Many years ago I watched movies set in Beijing intrigued to what sounded like faint, distant whistles as hawkers sold their wares in old winding alleyways. I only learnt later that these faint sounds were pigeons with whistles attached to their tails. As a child, the scholar Wang Shixiang raised crickets, trained falcons to catch rabbits and dogs to catch badgers. He especially loved pigeons because it was a pastime he could pursue all year long, not restricted by the change of seasons. Wang bought hundreds of gourds on which he engraved designs with a hot needle and also engraved designs on pigeon whistles.

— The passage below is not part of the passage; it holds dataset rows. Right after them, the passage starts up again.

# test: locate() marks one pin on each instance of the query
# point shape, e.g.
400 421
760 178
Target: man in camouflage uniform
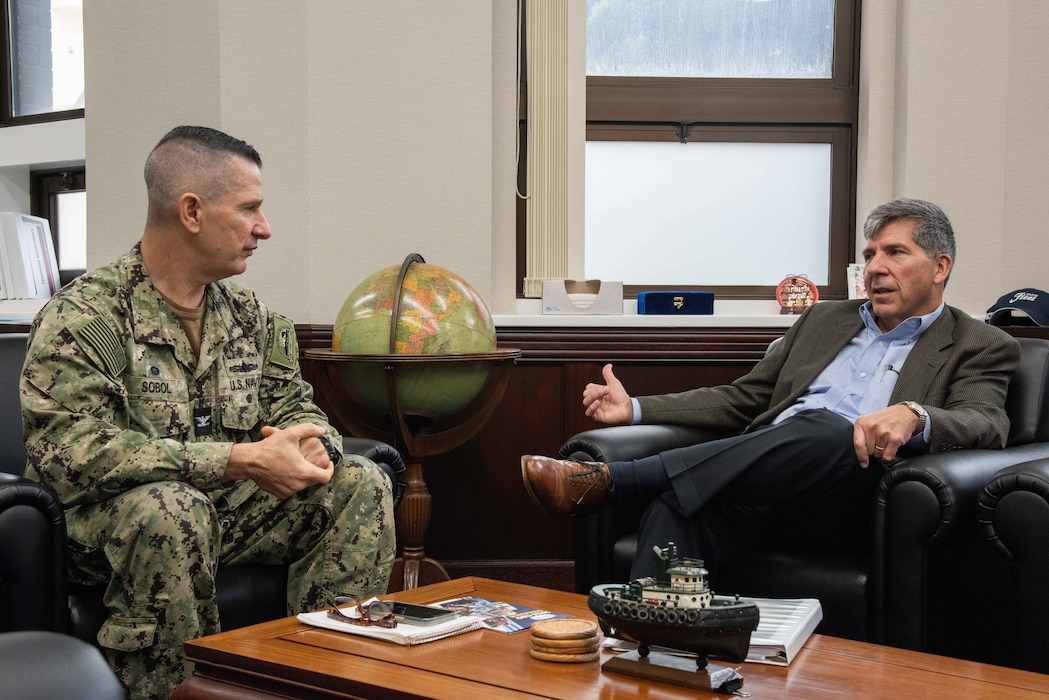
166 409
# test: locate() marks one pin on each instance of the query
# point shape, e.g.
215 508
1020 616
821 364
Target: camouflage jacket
112 396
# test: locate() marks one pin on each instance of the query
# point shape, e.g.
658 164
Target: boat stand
677 671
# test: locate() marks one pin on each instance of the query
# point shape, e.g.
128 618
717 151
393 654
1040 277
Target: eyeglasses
377 612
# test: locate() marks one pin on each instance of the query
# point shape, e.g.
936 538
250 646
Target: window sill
727 314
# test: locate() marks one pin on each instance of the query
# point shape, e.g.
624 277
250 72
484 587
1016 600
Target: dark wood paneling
480 510
483 520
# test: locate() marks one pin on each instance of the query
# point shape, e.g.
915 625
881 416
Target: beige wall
385 128
956 107
388 128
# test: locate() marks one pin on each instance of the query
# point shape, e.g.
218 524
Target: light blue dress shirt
861 378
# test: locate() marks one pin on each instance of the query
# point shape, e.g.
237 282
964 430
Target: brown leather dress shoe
564 487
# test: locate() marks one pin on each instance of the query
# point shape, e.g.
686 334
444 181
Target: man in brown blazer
852 386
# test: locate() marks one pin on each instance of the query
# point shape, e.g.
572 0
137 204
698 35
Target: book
497 615
405 633
27 260
785 626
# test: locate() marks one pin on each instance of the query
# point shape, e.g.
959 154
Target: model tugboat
677 610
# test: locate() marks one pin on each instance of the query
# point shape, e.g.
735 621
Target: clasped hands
879 435
284 462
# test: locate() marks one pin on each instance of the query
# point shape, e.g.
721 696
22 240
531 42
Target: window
61 197
42 61
694 106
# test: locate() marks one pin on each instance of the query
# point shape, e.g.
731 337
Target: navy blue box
676 302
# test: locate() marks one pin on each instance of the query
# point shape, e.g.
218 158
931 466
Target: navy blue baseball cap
1030 302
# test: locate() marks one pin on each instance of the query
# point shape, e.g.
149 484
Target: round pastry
564 629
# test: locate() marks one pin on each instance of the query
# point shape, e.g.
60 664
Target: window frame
7 82
749 110
44 187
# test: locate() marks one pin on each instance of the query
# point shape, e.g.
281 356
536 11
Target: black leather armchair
1013 514
911 579
34 589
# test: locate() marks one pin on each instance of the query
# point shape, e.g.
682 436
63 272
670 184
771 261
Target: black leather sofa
1013 514
916 576
34 589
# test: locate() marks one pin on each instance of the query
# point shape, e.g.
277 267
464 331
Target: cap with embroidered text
1030 302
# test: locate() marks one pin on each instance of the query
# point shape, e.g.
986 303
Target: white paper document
785 626
404 633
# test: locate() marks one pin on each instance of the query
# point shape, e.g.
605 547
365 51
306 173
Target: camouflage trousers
157 547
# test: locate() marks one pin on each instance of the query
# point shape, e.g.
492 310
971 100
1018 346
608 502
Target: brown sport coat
959 370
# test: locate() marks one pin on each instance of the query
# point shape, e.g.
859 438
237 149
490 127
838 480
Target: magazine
497 615
405 633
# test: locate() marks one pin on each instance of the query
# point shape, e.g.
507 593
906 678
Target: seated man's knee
173 514
359 478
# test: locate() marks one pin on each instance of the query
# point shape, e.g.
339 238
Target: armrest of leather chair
33 557
923 504
384 455
1013 514
596 533
45 664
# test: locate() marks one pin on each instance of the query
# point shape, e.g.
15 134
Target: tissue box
676 302
573 296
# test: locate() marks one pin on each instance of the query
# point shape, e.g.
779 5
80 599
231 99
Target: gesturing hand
284 462
880 435
608 403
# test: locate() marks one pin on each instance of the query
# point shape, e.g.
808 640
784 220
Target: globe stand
414 437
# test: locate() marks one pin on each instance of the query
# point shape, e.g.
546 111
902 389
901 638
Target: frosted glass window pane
710 38
46 56
72 230
707 213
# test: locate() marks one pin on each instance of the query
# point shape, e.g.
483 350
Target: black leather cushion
1027 402
33 550
45 665
251 594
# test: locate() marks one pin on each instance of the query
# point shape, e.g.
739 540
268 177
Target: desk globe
413 361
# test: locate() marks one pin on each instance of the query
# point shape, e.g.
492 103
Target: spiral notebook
404 633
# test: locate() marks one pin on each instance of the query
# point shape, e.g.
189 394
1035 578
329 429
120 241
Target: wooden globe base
413 568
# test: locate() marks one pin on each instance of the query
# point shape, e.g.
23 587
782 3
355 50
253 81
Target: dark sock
640 479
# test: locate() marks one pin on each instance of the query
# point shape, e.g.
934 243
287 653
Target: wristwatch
334 454
920 412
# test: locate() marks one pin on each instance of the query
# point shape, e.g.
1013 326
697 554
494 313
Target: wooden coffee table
285 658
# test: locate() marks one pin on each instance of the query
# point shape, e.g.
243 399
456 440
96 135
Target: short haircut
191 158
933 231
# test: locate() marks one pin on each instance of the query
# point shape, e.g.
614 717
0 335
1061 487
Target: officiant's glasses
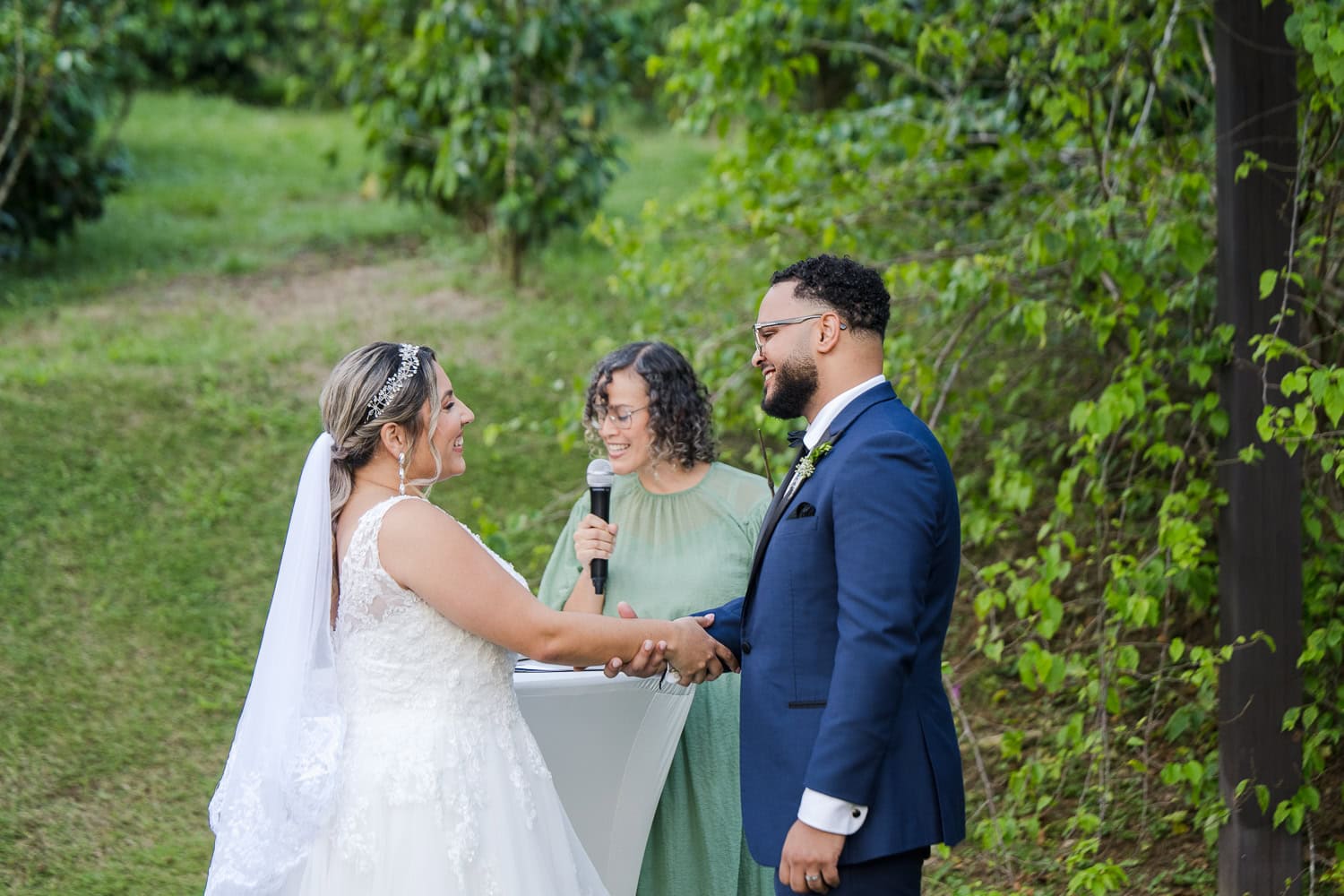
623 417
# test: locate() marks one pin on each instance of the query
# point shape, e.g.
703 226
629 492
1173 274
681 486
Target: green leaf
1268 281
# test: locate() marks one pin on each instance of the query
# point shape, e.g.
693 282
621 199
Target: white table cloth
609 743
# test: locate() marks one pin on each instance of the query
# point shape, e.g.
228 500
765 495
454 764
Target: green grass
158 392
220 188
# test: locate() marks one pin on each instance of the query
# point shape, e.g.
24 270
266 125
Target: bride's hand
645 664
594 538
694 654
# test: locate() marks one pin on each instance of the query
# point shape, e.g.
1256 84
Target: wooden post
1260 540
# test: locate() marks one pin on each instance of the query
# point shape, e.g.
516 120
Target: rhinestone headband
408 368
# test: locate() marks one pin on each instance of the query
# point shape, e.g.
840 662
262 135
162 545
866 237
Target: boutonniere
808 465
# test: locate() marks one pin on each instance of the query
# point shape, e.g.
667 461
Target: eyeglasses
757 328
623 419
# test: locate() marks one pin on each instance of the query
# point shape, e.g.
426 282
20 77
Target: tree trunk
1260 538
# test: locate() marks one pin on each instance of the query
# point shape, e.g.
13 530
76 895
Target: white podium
609 743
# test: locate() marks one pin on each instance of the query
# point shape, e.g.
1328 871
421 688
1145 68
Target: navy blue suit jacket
840 638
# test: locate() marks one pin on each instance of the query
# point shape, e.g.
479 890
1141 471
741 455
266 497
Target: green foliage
494 113
1038 183
257 50
58 91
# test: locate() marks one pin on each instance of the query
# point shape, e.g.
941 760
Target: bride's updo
355 405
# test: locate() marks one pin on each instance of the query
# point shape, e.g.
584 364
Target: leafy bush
496 113
58 156
254 50
1038 183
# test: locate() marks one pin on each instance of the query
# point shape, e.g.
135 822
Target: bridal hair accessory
280 780
408 368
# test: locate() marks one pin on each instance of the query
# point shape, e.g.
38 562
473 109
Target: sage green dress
676 554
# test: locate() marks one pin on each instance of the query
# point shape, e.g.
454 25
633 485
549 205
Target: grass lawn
158 392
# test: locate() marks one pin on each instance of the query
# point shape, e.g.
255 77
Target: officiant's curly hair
852 289
354 422
679 405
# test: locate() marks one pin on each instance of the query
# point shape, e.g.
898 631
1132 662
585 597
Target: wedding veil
280 780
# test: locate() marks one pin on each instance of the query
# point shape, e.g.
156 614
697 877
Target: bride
381 750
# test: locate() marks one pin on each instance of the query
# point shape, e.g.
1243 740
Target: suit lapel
878 394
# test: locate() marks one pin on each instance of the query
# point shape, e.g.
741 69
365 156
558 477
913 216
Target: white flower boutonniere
808 465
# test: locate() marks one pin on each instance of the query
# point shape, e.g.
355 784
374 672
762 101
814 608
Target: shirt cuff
830 814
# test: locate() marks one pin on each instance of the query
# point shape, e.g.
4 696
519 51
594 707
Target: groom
849 759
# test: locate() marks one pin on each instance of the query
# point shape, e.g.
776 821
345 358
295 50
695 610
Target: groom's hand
695 656
809 858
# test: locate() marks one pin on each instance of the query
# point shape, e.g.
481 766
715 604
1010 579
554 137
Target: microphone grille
599 473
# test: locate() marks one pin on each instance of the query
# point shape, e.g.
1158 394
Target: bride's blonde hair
354 410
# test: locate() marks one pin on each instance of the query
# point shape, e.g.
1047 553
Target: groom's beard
793 386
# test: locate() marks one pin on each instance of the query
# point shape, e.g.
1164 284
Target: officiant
682 532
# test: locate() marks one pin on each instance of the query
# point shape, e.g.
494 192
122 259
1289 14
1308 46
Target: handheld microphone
599 503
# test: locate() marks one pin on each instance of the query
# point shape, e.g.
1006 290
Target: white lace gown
443 788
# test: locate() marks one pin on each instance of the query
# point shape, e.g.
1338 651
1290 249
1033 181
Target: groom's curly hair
854 290
679 405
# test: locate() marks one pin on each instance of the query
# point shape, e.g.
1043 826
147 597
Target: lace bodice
429 708
395 651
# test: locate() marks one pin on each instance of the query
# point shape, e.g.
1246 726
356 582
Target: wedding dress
441 786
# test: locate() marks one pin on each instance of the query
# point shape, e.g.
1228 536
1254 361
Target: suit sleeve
728 625
887 520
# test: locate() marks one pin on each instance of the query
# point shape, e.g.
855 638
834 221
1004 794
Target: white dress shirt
817 809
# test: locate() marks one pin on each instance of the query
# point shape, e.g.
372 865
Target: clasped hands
698 659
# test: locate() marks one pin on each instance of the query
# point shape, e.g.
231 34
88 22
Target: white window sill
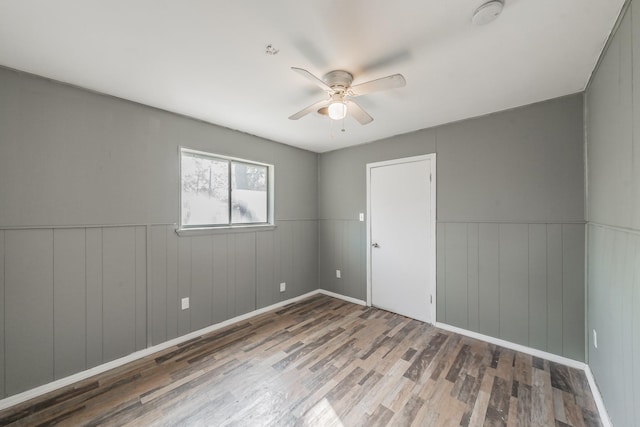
183 232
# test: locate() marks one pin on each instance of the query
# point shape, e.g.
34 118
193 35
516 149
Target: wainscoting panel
118 291
74 298
343 246
29 358
93 267
225 275
2 311
69 301
520 282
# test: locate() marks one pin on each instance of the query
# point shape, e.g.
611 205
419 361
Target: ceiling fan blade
312 78
358 113
384 83
313 107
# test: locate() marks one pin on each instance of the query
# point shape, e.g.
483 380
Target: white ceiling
206 59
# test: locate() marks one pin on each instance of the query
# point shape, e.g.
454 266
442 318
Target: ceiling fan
340 101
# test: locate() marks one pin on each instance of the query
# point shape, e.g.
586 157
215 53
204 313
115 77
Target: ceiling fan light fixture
337 110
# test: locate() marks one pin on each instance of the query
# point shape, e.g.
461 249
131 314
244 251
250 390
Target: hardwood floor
323 361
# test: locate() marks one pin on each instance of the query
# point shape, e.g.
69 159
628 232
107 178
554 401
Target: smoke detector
488 12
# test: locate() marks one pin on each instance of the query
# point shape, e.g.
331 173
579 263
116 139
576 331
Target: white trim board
602 410
63 382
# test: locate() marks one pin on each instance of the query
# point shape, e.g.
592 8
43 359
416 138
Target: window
218 191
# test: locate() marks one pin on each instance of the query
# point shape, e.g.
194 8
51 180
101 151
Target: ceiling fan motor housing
338 80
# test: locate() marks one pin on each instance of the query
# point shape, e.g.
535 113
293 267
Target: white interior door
401 236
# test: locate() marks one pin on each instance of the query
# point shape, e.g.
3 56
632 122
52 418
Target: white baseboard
602 410
513 346
63 382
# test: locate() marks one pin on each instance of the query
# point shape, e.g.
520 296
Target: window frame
230 225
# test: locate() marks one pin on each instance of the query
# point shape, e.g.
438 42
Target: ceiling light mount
488 12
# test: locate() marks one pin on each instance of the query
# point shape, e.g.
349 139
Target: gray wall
510 214
613 152
90 267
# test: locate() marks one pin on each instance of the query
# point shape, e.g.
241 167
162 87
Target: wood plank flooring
324 362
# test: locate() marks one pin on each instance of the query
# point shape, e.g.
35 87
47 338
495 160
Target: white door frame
431 280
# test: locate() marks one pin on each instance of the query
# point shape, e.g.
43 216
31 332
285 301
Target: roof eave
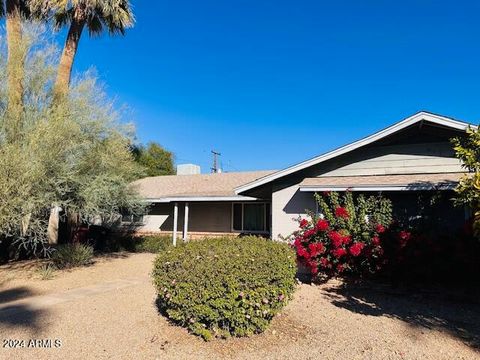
170 199
436 119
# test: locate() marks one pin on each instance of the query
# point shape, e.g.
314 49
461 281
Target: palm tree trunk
68 55
15 71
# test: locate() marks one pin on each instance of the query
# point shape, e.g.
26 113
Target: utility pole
215 168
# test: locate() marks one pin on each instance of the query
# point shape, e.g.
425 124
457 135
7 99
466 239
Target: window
251 217
128 217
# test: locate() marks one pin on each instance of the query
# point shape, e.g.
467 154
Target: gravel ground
107 311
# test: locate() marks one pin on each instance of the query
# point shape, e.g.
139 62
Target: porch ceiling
440 181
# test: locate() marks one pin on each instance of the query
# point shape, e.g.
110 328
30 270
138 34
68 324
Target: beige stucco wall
399 159
204 217
288 203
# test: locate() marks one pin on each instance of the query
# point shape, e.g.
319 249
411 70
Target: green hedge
154 243
222 287
72 255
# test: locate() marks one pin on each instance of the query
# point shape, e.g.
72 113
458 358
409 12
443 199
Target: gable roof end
420 116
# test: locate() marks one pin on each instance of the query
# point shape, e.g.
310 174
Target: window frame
265 222
130 220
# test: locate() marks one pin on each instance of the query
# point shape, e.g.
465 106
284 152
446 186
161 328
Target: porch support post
185 223
175 222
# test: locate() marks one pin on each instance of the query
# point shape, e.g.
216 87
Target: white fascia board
200 198
418 187
421 116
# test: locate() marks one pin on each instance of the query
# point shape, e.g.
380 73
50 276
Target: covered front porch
187 218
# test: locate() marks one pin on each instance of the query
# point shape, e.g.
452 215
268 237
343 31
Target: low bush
227 286
72 255
46 271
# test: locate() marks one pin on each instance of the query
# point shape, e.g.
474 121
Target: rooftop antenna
215 169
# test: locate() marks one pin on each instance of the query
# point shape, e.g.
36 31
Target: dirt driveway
107 311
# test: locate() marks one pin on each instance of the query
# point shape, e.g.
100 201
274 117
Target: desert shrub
154 243
72 255
345 236
227 286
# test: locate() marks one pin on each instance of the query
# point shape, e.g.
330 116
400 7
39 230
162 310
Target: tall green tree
154 159
14 11
75 155
114 16
467 149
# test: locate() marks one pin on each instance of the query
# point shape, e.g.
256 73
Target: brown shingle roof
200 185
383 180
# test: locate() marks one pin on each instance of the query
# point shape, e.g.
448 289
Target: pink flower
302 252
336 238
308 233
379 228
341 213
324 262
313 266
338 253
316 249
322 225
347 239
303 223
356 248
404 237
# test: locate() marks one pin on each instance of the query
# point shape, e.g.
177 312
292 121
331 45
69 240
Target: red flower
404 237
380 228
322 225
324 262
303 223
347 239
338 253
308 233
336 238
341 212
313 266
297 242
316 249
356 248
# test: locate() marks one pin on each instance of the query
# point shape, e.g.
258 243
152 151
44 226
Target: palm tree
14 10
113 15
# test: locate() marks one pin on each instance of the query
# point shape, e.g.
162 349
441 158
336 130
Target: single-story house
414 155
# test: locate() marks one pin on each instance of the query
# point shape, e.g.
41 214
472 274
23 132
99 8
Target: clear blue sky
269 83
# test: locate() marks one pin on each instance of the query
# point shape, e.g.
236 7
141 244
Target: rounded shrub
227 286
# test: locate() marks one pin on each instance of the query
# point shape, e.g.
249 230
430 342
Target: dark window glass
237 217
254 217
267 216
137 218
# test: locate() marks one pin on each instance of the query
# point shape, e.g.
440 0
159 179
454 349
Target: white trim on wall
201 198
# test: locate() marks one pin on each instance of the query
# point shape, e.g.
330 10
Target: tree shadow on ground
19 315
456 312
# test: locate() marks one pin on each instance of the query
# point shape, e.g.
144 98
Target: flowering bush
346 236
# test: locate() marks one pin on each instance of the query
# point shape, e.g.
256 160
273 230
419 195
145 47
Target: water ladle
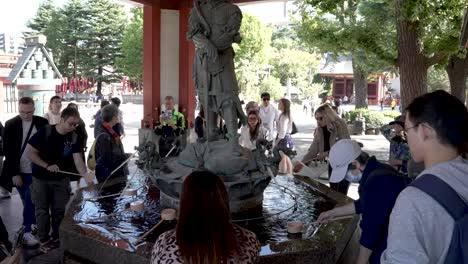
135 206
166 215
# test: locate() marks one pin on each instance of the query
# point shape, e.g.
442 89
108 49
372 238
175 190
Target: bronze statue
213 27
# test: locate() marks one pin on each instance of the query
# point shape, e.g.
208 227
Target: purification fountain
99 227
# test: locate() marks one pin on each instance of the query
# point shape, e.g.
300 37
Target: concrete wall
170 54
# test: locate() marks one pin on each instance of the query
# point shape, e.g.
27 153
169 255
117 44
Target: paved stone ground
10 209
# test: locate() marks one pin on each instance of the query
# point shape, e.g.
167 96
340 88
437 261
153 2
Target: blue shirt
378 191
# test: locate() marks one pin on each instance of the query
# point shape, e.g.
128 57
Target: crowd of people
43 154
404 218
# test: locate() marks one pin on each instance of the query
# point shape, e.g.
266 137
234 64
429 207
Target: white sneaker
30 239
34 229
4 193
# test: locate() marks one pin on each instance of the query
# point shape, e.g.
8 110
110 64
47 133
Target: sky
15 13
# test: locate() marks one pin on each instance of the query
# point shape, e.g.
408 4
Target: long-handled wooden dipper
166 215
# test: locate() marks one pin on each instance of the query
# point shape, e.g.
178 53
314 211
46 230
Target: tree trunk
457 69
411 60
99 81
360 85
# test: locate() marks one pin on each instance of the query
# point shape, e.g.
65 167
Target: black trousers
341 186
3 232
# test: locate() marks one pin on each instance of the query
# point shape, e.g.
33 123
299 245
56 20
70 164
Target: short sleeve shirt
54 149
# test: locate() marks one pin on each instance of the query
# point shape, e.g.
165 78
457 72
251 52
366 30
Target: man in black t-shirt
48 150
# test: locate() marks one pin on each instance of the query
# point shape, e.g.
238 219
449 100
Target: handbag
294 129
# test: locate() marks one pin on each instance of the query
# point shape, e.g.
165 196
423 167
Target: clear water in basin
285 199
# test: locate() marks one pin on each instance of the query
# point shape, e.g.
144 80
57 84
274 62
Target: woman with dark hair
200 124
379 186
284 124
252 131
204 232
55 105
80 131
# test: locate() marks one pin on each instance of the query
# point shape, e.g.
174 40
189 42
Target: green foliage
392 114
272 86
104 30
439 23
131 62
256 39
295 64
325 85
251 55
44 15
372 118
88 33
437 79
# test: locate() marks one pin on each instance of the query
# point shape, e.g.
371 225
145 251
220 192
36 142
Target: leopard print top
166 251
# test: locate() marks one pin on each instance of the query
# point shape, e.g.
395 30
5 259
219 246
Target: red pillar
151 63
187 100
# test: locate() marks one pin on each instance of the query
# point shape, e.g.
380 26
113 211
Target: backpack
91 161
449 199
49 132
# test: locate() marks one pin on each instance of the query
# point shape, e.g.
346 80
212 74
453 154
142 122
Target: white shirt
269 115
52 118
284 126
25 163
245 140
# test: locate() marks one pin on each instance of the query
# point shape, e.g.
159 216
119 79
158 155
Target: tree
333 27
427 34
457 66
297 65
44 15
251 55
104 32
437 79
66 31
85 37
131 62
272 86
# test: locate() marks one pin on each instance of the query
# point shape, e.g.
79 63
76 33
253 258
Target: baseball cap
400 120
341 155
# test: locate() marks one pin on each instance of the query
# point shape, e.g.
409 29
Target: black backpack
448 198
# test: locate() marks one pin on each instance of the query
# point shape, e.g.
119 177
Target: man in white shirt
17 167
269 114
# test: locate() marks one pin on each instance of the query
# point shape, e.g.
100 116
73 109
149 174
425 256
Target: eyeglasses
407 129
73 124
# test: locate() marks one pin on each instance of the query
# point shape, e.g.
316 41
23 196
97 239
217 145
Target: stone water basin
112 239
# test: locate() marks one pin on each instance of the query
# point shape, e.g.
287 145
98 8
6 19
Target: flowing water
285 199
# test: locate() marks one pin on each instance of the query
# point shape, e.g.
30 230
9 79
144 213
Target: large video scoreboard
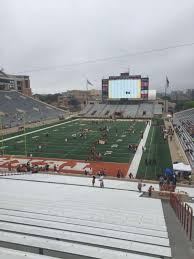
125 87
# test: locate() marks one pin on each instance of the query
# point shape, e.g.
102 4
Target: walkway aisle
138 154
181 247
175 149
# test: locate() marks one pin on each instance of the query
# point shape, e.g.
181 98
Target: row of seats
14 105
184 125
145 110
106 228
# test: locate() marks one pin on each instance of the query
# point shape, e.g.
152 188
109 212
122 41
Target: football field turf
52 140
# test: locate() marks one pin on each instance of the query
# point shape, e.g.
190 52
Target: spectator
150 191
101 179
139 185
93 180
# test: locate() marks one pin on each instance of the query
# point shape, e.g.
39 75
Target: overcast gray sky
59 34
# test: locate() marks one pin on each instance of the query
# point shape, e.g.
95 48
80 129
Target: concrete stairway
180 245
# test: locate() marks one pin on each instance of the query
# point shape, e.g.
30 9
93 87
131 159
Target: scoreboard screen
124 88
127 88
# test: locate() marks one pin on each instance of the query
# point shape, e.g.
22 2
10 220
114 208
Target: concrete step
179 242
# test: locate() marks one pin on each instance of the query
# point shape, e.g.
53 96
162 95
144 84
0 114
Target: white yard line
149 151
32 132
138 154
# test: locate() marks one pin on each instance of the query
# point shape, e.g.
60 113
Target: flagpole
87 91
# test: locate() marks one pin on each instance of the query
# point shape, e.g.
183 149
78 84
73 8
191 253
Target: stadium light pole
24 125
1 128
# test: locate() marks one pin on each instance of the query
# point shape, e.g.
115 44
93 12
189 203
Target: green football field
156 157
52 140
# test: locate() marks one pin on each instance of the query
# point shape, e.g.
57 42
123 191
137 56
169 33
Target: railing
184 213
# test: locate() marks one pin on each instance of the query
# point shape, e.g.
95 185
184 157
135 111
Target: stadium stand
144 110
184 126
13 104
86 221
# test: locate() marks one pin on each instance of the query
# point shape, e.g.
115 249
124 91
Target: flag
88 82
167 82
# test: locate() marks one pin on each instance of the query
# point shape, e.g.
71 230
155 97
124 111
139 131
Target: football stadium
113 180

The earliest textual sources on pigeon whistles (geshao) are found in the standard history of the Song where they were used in military operations. During a military campaign in the northern Song to quash the kingdom of Western Xia in the northwest, pigeons with whistles attached to their tails ultimately guided Xia troops to surround and annihilate the Song general and his army. The pigeons were released from large silver-guilded lacquer boxes found along a roadside by the Song general's commander-in-chief Ren Fu.

Pigeon whistles became widespread by the southern Song dynasty (1127-1278 A.D.), but it is not until the late Qing that we find detailed accounts of pigeon whistles in the imperial capital. In the Yanjing Suishiji by Fucha Dunchong, written during the reign of the Emperor Guangxu (1875-1904), it is recorded: 'When it is time to release pigeons from captivity, bamboo whistles must be attached to their tails. These whistles are called gourd or hulu (gourd) or shaozi. The sweet, melodious sounds permeate the heavens when the pigeons encircle the sky and make you feel happy and content.' Foreign observers also wrote on the subject. An article 'Chinese Pigeon Whistles' appeared in National Geographic in June 1913 and H.P. Hoose published his book Peking Pigeons and Pigeon Flutes in 1938.

There are two distinct types of whistles: those consisting of bamboo tubes placed side by side and tubes attached to a gourd. The bamboo tubular whistles have two, three or five tubes arranged in a row of ascending height. Some of these bamboo tubular whistles are also raised on a platform. They are extremely light, each weighing only a few grams and are tied to the tails of young pigeons (pigeons usually have twelve quills in their tails) with fine copper wire or good quality cotton or silk thread. In Beijing slang this is referred to as 'sewing on the tail' (feng shaoyi). When the pigeons fly in a flock (either long distance flights referred to as 'straight flying' (zou tangzi), or flocks flying in circles above residential apartments and houses, referred to as 'encircling the flock' (feipan), wind flows through the apertures tuned to various pitches. 'As the flock soar and swoop, they meet the wind's resistance at different angles, and thus produce pitches that distinctly change in tone and volume.' One of the most well-known collectors of pigeon whistles, Wang Xixian (1899-1986), owned a pair of gourds with three-partitioned slits that could produce the shang, gong and jiao pitches from the left, centre and right chambers respectively.

Raising pigeons and attaching whistles to their tails is not the kind of hobby or pastime that readily comes to mind, but it's certainly a hobby that is pursued and cultivated with a passion among many elderly men in the capital and reminds us that hobbies, customs and habits accumulated in daily life are perhaps the last to vanish by the trends of change.